Carregando uma parte da memória afetiva e histórica do bairro de Boa Viagem, o Caiçara, assim como outras construções mais antigas das imediações, tem perdido sua importância enquanto preservação cultural. Para o ativista e integrante do grupo Direitos Urbanos, Leonardo Cisneiros, as grandes construtoras agem em acordo com a Prefeitura do Recife (PCR). "Sabemos que essa ação é mais uma prova da junção dos interesses financeiros da Prefeitura com as grandes empreiteiras", afirmou.
Cisneiros explicou que chegou a fazer uma apelação contra a decisão do Tribunal de Justiça de Pernambuco (TJPE) de demolir o edifício. "Fizemos todo o trâmite necessário contra a sentença e na última terça-feira (5) ficamos sabendo que o tribunal teria negado nosso pedido e autorizado a demoli ação do Caiçara. Mas eu também fui pego de surpresa e não tinha a informação de que a obra teria início hoje", explicou.
De olhos atentos nos detalhes da obra que segue sendo realizada durante a manhã desta quinta, o síndico do prédio Nossa Senhora de Copacabana, ao lado do edifício Caiçara, contou que só foi informado do início da demolição nesta manhã. "Os responsáveis pela construtora só vieram aqui na manhã de hoje e informaram que fariam a manutenção dos destroços que iriam cair no nosso prédio", informou. Com um ar de satisfação, o síndico contou que gostou da decisão de destruírem o edifício. "O prédio era frequentado por marginais e com o abandono isso nos prejudicava diretamente. Estávamos sujeitos frequentemente a doenças, como a zika e dengue, por exemplo".

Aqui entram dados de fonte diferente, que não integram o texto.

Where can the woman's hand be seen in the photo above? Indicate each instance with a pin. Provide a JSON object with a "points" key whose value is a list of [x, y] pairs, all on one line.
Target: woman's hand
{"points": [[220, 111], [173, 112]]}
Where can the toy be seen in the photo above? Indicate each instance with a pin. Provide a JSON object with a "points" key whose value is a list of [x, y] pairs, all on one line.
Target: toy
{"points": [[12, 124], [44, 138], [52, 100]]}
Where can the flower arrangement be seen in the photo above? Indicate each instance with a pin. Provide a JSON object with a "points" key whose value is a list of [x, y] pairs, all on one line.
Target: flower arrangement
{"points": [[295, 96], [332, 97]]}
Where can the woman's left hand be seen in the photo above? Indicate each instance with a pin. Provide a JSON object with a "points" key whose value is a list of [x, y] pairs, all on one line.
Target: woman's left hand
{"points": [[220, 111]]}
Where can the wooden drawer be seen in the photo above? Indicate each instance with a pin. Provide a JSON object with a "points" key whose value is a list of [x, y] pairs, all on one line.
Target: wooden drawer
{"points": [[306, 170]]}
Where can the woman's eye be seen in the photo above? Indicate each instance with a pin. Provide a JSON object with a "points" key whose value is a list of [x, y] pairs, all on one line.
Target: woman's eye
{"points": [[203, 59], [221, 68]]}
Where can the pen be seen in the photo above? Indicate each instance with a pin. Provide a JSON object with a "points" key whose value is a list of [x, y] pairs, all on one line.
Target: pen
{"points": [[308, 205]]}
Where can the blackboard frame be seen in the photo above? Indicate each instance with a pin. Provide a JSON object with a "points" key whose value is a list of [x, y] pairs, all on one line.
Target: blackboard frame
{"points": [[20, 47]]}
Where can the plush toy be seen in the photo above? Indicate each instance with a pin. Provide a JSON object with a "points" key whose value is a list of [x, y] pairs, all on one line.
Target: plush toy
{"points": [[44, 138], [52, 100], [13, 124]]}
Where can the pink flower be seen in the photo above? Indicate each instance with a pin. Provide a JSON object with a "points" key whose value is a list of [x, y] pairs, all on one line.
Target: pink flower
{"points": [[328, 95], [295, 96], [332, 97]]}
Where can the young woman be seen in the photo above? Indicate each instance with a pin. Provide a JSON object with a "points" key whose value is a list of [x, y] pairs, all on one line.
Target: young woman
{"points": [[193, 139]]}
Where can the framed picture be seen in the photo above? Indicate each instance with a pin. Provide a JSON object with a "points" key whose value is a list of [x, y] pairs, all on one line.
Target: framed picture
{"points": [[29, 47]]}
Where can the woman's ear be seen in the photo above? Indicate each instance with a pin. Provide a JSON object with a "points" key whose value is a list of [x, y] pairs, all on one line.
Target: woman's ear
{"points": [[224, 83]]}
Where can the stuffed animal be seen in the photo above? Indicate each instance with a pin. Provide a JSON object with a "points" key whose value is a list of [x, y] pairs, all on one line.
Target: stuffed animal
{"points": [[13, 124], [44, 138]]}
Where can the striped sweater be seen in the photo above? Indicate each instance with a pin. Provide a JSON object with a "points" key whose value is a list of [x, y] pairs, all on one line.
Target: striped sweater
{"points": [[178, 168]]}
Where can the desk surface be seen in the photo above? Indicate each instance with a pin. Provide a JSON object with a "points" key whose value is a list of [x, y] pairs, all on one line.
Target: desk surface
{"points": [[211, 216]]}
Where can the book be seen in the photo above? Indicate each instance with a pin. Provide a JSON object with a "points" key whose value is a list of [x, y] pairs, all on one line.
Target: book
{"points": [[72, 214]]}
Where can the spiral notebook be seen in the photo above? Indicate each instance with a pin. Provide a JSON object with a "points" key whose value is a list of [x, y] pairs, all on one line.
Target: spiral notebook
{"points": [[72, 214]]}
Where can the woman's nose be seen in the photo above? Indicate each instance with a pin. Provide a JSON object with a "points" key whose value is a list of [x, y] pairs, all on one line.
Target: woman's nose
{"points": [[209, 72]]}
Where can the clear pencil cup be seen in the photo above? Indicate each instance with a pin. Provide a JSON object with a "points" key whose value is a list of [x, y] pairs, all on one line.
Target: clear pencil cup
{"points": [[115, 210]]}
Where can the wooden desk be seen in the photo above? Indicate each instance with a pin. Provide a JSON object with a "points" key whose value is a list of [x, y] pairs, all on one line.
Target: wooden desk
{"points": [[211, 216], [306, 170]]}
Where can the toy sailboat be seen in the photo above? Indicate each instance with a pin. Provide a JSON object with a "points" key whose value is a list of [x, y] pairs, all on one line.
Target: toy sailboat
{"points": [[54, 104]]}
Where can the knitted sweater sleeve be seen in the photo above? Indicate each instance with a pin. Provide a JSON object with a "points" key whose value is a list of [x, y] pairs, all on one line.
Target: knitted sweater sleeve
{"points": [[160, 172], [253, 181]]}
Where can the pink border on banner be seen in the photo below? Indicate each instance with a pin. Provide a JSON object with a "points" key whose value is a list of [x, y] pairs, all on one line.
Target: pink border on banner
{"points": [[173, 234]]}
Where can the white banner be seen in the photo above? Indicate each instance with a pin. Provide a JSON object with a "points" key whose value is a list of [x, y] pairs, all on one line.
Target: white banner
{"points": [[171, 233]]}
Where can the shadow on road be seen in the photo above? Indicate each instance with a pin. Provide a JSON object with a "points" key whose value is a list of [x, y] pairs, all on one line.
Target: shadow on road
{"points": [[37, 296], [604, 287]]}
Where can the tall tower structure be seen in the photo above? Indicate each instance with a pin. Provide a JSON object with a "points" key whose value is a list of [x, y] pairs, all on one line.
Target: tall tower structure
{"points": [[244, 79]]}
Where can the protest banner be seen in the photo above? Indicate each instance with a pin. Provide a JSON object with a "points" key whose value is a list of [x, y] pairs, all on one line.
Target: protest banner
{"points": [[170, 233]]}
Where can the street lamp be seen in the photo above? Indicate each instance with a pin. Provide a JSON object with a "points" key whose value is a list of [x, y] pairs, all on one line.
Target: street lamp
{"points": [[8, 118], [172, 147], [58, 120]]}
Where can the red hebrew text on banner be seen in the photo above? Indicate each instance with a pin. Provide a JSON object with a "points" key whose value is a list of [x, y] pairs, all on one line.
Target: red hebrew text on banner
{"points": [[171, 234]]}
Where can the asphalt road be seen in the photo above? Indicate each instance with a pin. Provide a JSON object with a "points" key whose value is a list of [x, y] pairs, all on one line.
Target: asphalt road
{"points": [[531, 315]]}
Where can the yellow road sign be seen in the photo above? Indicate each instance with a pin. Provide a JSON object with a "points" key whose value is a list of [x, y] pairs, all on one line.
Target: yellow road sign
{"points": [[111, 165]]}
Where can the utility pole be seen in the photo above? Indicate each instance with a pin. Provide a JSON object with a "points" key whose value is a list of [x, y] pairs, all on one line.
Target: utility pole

Composta por dois andares, seis apartamentos e uma das estruturas mais antigas da região, o Caiçara já não existia fisicamente por volta das 10h da manhã desta quinta-feira. Para Paulo, a cidade deve ter espaços para modernidade, mas também deve ter espaços pra preservar a memória do bairro, da cidade e do estado. "O que a empreiteira quer é construir mais para se fazer mais espaços verticais e ganhar mais dinheiro. Com isso, se apaga um pouco da memória da cultura e do que foi a cidade", argumentou.
Com a demolição já iniciada, Cisneiros contou que pretende avaliar o caso e entrar com uma nova ação. "A partir de agora vamos entender melhor a situação e tentar entrar com uma ação de Danos Morais Coletivos. O judiciário agiu de forma contrária ao princípio da precaução, que deve reger a tutela do patrimônio histórico", concluiu.
Em nota, a construtora Rio Ave informou que está legitimada pelo Poder Judiciário, que em vários momentos foi favorável à ação da construtora. A empreiteira reforçou que em todo esse processo relacionado ao Edifício Caiçara agiu com transparência e cumpriu rigorosamente a lei, em todas as suas esferas.
Confira a nota
Na esfera estadual, o ato tem respaldo no parecer do Conselho Estadual de Cultura e da Fundarpe, que não consideraram o imóvel relevante para tombamento, e na perda de efeito do embargo da Fundarpe a partir das decisões judiciais. No âmbito municipal, a Construtora está respaldada pelas licenças de demolição concedidas pela Prefeitura do Recife em novembro de 2011, que voltaram automaticamente a valer depois da votação do CDU (Conselho de Desenvolvimento Urbano) no dia 04/04/14.
Inicialmente julgou improcedente o pedido de liminar do Ministério Público para suspender a demolição. No dia 13/06/14, o Juiz da 5ª Vara da Fazenda Pública da Capital revogou outra liminar que impedia a demolição. E, finalmente, no dia 05/04/16, o Tribunal manteve a sentença e confirmou improcedente o processo contra a demolição, em segunda instância.